Tale of a man caught up in unjust voter fraud prosecution

We’ve heard a lot about voter fraud over the past few years, particularly after the 2020 election.

There are still people who falsely believe Democrats stole the election from Donald Trump. Most of us, even those of us who voted for him in 2020, don’t feel that way, but it’s wooder under the bridge, as Philadelphians would say.

However, the perception our system is infected with voter fraud persists, with many blaming immigrants for a supposed vast conspiracy of fraud.

I know a man who got his green card in the regular, unexceptional, lawful way millions before him have legalized: marrying a U.S. citizen.

There was no asylum claim, no crossing the border surreptitiously behind a coyote, no misrepresentation, no omission of facts on his application, nothing.

A straightforward case of, I meet you, I fall in love with you, we get married, we fill out forms, we sit down for an interview, and the government sends me my card.

This particular Italian paid his taxes, ran a business that employed U.S. citizens, was a valued member of his community, never even got a speeding ticket. A man of good character, “un uomo di grande qualita’” as the Italians would say.

It was precisely because he was a man of good character that he is now detained in a prison somewhere in northern New Jersey.

Back in 2024, he was registered to vote in the upcoming elections by someone who assured him he was eligible. When he got his voter registration card, he assumed the government knew what it was doing, and he went to the polls on election day.

The woman at the polling site asked for his ID, and he gave her his green card. The green card clearly showed he was not a U.S. citizen. The poll worker looked at it, asked someone else if this was sufficient ID to vote. She was assured that it was, and she directed the Italian to a voting booth.

And he voted. Not for Kamala. You do the math.

Fast forward two years. The Italian comes back from a visit to his beloved native country, after multiple previous and uneventful trips, and is detained by officers at Newark International Airport.

They ask him, “Did you vote?” He answered, truthfully, “Yes.”

They then held him for 30 more hours, without allowing him to speak to a lawyer. During this time, he was also unable to speak with family, including his elderly mother in Italy who was desperate for information.

Finally, they sent him to an immigration prison as Public Enemy No. 1, without even considering the possibility of letting him go on his own recognizance.

However, they thought he would be comforted by the fact that where he was going, there weren’t any gang members.

Suffice it to say, he wasn’t comforted.

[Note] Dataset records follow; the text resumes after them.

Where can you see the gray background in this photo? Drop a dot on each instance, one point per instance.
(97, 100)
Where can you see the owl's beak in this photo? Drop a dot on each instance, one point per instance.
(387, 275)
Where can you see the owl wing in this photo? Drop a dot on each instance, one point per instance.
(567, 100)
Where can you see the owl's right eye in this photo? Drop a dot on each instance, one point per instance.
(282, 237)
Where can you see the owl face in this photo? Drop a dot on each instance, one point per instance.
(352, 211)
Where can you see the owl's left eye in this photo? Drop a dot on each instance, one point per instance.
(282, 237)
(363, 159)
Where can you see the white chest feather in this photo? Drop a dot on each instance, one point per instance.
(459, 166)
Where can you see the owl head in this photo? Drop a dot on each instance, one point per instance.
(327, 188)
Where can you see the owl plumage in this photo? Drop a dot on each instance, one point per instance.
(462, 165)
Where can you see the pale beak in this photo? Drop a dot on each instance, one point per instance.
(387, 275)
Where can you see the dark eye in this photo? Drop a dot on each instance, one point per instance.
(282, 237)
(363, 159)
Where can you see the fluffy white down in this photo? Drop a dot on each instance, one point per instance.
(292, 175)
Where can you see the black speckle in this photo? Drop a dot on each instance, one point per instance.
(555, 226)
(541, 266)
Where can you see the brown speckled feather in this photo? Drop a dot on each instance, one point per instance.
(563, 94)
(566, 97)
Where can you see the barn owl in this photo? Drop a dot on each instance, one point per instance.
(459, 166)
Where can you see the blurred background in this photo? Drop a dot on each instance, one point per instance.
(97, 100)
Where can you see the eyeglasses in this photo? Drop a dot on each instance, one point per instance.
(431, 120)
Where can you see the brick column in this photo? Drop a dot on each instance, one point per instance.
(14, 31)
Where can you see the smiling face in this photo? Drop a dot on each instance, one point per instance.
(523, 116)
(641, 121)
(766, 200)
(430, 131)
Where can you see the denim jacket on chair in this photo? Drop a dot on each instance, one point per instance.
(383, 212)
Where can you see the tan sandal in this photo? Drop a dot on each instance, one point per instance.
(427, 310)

And there he sits.

The law against noncitizens voting is so draconian it does not even make an exception for cases where a person reasonably believed they were entitled to vote because — take a deep breath — a public official told them it was okay. It is what lawyers call a “strict liability” offense.

You only needed to have “intended” to vote. You didn’t need to “intend to vote fraudulently.”

That is where we come in. My office has filed a habeas petition on the grounds this gentleman is being held without regard to his due process rights. He was not given an opportunity to prove he poses no public danger and isn’t a flight risk.

He has a business, a family, and has lived in the U.S. since 2020. He has made multiple prior trips home with no problem. Not the kind of guy whose picture ends up on a post office wall.

The point of this column is to expose how ridiculous this idea of “immigrant voter fraud” is. The number of immigrants who have voted unlawfully is a tiny percentage of the immigrant population, let alone the voting population.

Most have found themselves caught up in well-meaning attempts to make voting easier for everyone, including the dreaded motor-voter laws, which allow you to register to vote on the same day that you get a license.

I’m still trying to figure out how driving and voting have anything in common, except for the fact that they can both have catastrophic results.

I am sure there will be people reading this column who will write me off as a crazy liberal, and those would be the people who have never read my columns on abortion, same sex marriage, antisemitism, and a host of other topics that expose my radicalism.

But I really don’t care. There is a man of good character who has been caught up in a system that ignores human error, that being the error of a certain American poll worker, and exacts an incredibly harsh penalty from someone who simply wanted to do hiscivic duty.

And didn’t vote for Kamala. If you think that’s fair, you don’t understand anything about this country.